Na onderzoek te hebben verricht binnen het domein van de stemanalyse en -synthese aan het ‘Laboratoire de Phonétique Expérimentale’ van de VUB, leidt Todor Todoroff gedurende vijf jaar de informatica-afdeling muziek aan de Polytechnische faculteit van Bergen. Hij ontwikkelt er software voor synthese, analyse en vervorming van klanken en apparatuur voor ruimtelijke weergave in ‘real time’, bestemd voor componisten van elektra-akoestische muziek. Hij zet zijn onderzoek voort in het kader van ARTeM waar hij een matrix ontwikkelt voor ruimtelijke weergave en interactieve systemen voor klankinstallaties en dans. Zijn elektra-akoestische muziek vertoont bijzondere aandacht voor multifonie en de problematiek van ‘klankruimtebeheer’ evenals voor het zoeken naar en het experimenteren met nieuwe methodes om klanken te vervormen.

Laurent Delforge, Paul Miquet, Loup Mormont en Daniel Perez-Hajdu behoren tot jongste generatie componisten. Zij studeerden in 2007 af bij Annette Vande Gorne aan het Conservatorium van Mons.
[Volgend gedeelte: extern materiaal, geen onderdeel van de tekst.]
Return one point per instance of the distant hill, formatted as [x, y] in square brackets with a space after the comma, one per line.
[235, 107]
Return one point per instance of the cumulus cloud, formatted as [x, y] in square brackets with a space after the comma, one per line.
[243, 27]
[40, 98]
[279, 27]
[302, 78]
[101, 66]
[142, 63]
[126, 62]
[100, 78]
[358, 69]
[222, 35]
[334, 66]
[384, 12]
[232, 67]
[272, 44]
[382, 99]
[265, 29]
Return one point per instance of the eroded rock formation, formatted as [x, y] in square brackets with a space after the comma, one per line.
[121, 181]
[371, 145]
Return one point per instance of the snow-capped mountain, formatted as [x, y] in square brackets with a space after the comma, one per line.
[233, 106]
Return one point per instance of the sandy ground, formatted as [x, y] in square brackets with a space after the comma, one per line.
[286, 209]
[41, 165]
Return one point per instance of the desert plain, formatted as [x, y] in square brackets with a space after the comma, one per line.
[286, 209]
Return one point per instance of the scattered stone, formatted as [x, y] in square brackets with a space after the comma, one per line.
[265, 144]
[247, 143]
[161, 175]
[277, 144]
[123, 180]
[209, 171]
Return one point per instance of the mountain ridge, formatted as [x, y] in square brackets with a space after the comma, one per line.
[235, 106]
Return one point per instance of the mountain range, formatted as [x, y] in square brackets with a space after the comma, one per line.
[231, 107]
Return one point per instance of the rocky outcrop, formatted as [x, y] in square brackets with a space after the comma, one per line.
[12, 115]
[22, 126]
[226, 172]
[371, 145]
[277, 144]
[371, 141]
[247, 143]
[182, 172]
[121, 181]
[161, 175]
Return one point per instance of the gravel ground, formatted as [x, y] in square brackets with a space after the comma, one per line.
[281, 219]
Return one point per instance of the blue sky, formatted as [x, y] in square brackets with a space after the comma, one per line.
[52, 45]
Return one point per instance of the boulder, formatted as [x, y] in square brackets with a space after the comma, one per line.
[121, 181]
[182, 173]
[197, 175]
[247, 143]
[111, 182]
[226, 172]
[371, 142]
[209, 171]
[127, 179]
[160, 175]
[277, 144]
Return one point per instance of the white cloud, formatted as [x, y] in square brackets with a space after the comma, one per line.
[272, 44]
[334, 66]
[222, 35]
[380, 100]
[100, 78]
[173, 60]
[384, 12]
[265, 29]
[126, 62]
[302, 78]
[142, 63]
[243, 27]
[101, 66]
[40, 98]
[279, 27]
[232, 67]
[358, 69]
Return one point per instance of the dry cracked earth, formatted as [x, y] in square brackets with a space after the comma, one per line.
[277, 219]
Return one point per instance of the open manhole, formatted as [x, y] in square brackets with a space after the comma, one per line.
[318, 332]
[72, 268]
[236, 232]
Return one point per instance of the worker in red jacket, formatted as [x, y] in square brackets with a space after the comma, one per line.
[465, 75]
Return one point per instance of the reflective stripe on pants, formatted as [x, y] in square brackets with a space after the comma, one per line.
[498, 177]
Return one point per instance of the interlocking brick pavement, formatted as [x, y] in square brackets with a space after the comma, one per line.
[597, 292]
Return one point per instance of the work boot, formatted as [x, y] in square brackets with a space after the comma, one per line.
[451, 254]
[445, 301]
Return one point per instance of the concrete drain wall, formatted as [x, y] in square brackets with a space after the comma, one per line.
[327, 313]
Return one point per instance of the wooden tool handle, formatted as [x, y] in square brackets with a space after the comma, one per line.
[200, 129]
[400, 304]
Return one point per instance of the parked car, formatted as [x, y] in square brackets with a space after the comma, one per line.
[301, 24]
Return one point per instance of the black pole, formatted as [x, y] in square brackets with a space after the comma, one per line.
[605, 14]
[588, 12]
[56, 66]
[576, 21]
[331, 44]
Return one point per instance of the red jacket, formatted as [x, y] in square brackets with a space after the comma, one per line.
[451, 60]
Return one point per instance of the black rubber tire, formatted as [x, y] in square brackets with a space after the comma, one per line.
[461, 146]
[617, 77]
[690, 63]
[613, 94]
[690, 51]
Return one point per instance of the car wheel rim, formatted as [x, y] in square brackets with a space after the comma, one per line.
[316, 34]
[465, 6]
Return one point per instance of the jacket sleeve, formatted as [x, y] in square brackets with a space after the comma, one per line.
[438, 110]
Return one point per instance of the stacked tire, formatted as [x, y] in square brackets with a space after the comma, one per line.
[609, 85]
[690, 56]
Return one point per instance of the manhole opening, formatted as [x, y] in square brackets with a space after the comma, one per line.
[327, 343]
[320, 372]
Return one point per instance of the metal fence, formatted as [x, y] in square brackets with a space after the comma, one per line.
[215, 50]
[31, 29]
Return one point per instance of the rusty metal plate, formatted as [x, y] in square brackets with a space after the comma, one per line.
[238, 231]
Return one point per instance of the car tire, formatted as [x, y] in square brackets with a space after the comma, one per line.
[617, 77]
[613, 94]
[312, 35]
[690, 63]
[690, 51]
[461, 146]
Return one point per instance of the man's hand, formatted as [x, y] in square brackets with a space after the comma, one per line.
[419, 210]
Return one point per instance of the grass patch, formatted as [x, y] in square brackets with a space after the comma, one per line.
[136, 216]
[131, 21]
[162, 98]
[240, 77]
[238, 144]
Ingrid Drèse (1957) studeerde aanvankelijk piano, kamermuziek, muziekgeschiedenis en muziekanalyse. Later volgde zij elektro-akoestische compositie aan het Conservatorium van Brussel en Mons (docente Annette Vande Gorne). Ingrid Drèse is niet alleen actief als componiste, zij onderwijst ook piano. Zij participeerde in de uitbouw van een cursus elektro-akoestische muziek aan de Muziekacademie van Soignies.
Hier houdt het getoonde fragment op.